Let $H_1:=(H_1,B_1)$ and $H_2:=(H_2,B_2)$ are two pre-Hilbert spaces. Remembering that 'pre-Hilbert' means that $B_1$ and $B_2$ are non-negative sesquilinear forms in $H_1$ and $H_2$, respectively. Thus, $B_1$ and $B_2$ do not define a norm (define only seminorms). I want to prove that: $H_1$ and $H_2$ are Hausdorff space if and only if $H_1 \times H_2$ is Hausdorff space.
It's clear that $H:=(H_1\times H_2, B)$ is pre-Hibert space, where $B=B_1+B_2$. Recalling that the topology in a 'pre-Hilbert' space is the topology generated by the seminorm (which is the sesquilinear form). I'm not able to taste the rest.

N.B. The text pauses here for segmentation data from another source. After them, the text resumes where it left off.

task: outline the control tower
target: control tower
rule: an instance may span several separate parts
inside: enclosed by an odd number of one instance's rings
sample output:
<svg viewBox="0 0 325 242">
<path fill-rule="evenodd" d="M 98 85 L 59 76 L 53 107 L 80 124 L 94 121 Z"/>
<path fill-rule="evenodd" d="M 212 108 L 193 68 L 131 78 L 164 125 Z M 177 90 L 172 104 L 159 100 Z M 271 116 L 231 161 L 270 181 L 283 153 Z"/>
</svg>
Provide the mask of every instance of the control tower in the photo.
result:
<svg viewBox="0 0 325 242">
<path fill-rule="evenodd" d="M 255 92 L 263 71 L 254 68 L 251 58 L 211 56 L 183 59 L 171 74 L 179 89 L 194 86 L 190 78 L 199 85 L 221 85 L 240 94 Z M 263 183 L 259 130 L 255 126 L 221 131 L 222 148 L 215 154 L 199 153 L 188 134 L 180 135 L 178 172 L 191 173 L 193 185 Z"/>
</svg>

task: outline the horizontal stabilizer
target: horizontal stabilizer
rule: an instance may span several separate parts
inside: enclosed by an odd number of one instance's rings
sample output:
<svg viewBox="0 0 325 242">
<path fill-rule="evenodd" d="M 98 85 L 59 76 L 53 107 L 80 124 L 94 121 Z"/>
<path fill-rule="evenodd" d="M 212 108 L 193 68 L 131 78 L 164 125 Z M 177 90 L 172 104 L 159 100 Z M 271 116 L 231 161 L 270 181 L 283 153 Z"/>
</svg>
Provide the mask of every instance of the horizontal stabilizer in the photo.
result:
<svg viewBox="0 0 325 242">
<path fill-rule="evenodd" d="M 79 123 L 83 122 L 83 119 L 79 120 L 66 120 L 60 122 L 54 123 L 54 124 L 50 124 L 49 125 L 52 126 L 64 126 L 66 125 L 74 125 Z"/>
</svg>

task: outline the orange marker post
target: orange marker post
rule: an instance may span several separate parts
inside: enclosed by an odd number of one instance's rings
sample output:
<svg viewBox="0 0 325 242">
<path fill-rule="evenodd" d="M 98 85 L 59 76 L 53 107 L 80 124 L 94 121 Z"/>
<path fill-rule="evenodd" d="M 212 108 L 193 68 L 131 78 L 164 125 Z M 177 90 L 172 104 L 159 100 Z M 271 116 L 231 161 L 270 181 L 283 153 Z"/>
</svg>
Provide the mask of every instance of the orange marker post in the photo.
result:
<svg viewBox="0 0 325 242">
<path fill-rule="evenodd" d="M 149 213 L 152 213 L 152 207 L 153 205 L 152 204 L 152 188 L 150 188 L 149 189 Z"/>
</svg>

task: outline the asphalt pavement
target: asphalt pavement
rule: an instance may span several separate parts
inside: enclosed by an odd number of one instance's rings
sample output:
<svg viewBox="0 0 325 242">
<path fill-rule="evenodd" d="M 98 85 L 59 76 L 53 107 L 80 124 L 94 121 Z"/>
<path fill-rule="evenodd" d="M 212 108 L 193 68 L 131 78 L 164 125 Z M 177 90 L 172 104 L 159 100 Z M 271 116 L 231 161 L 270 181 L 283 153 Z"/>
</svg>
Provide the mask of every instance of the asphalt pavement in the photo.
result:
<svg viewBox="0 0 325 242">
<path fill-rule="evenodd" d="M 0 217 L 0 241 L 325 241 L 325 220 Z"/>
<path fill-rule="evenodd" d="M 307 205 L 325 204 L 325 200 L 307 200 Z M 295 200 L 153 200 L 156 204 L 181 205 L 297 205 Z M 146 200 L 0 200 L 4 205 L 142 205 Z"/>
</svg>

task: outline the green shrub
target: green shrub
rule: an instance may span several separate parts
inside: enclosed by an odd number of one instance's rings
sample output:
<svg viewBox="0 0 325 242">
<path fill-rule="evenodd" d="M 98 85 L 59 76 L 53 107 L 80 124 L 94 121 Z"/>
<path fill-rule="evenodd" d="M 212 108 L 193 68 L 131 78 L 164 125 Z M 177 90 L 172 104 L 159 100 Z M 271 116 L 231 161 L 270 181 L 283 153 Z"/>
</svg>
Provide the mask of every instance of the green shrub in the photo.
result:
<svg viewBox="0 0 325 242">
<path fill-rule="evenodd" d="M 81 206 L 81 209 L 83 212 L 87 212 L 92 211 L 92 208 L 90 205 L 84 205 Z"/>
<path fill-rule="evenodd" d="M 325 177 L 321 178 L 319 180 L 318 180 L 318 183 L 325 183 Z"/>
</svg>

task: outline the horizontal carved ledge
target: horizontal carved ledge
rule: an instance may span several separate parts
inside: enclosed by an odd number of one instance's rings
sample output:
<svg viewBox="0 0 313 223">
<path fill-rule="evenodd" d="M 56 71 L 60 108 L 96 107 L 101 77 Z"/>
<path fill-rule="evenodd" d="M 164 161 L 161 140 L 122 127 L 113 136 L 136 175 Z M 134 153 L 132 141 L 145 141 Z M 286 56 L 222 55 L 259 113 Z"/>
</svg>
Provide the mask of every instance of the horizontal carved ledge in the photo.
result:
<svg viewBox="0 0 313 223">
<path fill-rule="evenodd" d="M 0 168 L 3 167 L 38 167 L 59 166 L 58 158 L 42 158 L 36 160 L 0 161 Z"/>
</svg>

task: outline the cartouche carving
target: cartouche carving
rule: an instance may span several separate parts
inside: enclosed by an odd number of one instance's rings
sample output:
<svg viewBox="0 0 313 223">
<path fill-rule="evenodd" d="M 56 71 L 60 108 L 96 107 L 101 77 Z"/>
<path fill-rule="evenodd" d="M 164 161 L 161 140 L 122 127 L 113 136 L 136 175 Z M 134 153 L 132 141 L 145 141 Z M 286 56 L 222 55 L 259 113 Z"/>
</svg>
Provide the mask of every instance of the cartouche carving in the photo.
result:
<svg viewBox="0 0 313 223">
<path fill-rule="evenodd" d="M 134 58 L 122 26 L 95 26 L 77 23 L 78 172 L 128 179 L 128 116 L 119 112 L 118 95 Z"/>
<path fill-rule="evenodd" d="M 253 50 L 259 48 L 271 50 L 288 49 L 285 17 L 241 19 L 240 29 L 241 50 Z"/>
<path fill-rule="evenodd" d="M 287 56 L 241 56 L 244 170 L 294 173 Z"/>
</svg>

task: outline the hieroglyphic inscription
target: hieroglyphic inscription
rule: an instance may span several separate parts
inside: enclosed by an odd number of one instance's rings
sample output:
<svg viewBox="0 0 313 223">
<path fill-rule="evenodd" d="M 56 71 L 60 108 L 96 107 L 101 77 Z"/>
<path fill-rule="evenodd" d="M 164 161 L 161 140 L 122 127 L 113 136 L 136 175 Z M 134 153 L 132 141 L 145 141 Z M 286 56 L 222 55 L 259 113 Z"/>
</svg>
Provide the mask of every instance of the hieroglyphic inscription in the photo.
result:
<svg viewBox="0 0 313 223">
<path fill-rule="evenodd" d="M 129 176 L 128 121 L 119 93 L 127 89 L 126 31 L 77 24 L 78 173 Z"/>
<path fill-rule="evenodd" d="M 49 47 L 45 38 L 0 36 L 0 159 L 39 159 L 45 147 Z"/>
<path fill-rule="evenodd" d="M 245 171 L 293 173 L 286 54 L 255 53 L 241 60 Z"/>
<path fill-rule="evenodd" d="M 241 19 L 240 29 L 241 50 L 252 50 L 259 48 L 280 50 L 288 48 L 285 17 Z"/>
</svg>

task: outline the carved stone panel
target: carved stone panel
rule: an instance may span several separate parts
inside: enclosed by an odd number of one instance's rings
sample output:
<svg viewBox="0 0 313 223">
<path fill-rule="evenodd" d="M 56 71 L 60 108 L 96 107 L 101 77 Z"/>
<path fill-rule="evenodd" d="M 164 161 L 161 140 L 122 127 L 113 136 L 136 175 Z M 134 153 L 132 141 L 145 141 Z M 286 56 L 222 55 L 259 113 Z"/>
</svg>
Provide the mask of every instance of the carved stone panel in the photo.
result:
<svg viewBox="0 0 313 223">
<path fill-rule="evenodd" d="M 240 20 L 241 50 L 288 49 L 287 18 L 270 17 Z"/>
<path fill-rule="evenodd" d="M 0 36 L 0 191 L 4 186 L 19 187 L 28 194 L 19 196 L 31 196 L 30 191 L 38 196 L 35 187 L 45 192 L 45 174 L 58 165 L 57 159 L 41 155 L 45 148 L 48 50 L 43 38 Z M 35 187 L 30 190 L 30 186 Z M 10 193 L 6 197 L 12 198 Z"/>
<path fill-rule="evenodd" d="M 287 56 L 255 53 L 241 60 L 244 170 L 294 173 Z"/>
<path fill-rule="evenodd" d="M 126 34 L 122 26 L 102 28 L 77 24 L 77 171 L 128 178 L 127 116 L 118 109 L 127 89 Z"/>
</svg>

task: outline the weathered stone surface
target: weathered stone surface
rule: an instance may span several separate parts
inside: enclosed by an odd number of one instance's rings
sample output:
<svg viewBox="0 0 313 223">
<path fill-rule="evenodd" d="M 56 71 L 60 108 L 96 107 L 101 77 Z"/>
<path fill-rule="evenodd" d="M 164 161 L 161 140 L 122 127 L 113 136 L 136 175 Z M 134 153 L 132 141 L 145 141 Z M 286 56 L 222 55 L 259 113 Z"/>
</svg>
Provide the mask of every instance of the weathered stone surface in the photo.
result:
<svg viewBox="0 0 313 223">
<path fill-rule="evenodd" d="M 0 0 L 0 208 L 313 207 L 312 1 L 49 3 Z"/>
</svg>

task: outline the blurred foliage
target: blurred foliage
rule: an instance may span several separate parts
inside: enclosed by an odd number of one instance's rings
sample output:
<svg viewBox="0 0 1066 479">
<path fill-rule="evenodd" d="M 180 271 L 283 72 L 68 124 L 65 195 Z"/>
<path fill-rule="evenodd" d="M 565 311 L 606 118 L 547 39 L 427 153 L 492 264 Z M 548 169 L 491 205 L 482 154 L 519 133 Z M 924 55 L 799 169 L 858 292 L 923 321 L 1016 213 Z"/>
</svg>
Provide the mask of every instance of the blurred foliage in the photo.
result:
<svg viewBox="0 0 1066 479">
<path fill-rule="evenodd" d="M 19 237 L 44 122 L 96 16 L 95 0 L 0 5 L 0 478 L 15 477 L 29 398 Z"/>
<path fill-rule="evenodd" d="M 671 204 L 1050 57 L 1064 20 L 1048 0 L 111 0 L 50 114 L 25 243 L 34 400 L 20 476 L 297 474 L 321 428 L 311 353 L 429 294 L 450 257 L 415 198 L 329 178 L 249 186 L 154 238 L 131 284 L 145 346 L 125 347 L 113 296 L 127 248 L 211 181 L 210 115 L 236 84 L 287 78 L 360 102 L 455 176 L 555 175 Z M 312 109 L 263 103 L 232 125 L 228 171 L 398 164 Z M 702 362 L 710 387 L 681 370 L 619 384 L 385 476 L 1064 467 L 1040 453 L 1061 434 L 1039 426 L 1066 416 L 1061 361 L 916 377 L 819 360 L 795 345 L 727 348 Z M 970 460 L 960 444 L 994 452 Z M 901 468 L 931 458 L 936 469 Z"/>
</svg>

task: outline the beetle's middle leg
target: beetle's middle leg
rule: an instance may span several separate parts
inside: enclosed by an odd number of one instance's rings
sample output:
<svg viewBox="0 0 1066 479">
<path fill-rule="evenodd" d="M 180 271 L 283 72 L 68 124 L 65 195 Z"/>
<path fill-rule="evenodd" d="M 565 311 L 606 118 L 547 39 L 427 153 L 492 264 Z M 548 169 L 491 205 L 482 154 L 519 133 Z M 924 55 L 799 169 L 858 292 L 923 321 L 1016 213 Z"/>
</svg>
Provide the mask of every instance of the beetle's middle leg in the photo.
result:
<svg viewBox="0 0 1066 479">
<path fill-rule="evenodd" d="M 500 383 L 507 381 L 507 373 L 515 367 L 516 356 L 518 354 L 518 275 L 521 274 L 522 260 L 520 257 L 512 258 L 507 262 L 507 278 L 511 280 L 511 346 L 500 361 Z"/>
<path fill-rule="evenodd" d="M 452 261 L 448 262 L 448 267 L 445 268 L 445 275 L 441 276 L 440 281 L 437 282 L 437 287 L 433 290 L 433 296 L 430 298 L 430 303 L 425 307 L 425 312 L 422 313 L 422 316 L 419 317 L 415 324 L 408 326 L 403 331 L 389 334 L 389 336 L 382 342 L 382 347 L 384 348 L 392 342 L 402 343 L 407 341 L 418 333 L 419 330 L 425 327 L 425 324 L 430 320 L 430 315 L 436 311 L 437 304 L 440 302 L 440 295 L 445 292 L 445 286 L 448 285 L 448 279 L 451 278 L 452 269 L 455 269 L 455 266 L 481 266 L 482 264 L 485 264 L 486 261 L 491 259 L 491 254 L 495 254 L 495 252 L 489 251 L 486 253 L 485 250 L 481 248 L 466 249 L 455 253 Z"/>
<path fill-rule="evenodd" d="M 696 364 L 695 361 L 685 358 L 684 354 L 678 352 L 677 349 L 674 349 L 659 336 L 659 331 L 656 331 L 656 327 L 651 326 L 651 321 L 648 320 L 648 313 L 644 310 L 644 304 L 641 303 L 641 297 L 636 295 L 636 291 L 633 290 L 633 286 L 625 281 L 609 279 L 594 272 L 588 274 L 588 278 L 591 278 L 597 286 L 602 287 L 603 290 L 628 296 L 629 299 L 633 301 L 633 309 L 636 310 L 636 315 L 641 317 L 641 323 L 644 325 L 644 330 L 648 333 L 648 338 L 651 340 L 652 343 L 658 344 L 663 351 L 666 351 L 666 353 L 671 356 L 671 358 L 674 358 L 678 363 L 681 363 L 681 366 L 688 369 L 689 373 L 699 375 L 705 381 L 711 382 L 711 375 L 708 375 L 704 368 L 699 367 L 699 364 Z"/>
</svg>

the answer seems long, but it is not, it is just detailed!
I assume that $B((x,y),(x',y')):=B_1(x,x')+B_2(y,y')$. So in the product space $H_1\times H_2$ with the topology induced by the seminorm induced by $B$,the basis consists of the sets $$D_{(x,y)}(r):=\{(z,w)\in H_1\times H_2: \sqrt{B_1(x-z,x-z)+B_2(y-w,y-w)}<r\} $$ with $(x,y)\in H_1\times H_2$ and $r>0$.
Step 1: Observe that the topology of $(H_1\times H_2, B)$ is equivalent to the product topology of $(H_1, B_1)$ and $(H_2,B_2)$.
The product topology has as a basis the sets $$D_x(r)\times D_y(r')=\{(z,w)\in H_1\times H_2: \sqrt{B_1(x-z,x-z)}<r\text{ and }\sqrt{B_2(y-w,y-w)}<r'\} $$ where $x\in H_1, y\in H_2$ and $r,r'>0$.
With some simple calculations we get that $D_{(x,y)}(r)\subset D_x(r)\times D_y(r)$ and that $D_x(r)\times D_y(r')\subset D_{(x,y)}(r+r')$, since for $s,t\geq0$ it is $\sqrt{s+t}\leq\sqrt{s}+\sqrt{t}$. This justifies that the topologies are equivalent.
Step 2: If $(X,\tau)$ and $(X,\tau')$ are two equivalent topologies on a space, then $(X,\tau)$ is Hausdorff if and only if $(X,\tau')$ is Hausdorff.
I leave this to you, it is easy.
Step 3: Let $(X,\tau_X)$ and $(Y,\tau_Y)$ be two topological spaces. It is true that $(X\times Y,\tau)$ (where $\tau$ is the product topology) is Hausdorff if and only if both $(X,\tau_X)$ and $(Y,\tau_Y)$ are Hausdorff.
This is again easy: for the converse, suppose that $(x,y), (x',y')$ are distinct points in $X\times Y$. Then either $x\neq x'$ or $y\neq y'$. WLOG assume that $x\neq x'$. Since $X$ is Hausdorff we can find $U,V\subset X$ neighborhoods of $x,x'$ respectively with $U\cap V=\emptyset$. The sets $U\times Y$ and $V\times Y$ are disjoint neighborhoods of $(x,y)$ and $(x',y')$ respectively.
Conversely, if $X\times Y$ is Hausdorff and $x\neq x'$ take $y\in Y$ and consider $(x,y), (x',y)$. These are distinct points in $X\times Y$, which is Hausdorff, so take disjoint neighborhoods of these points. Apply the projection onto $X$ (which is an open map) to obtain disjoint neighborhoods of $x$ and $x'$, which shows $X$ is Hausdorff (likewise for $Y$).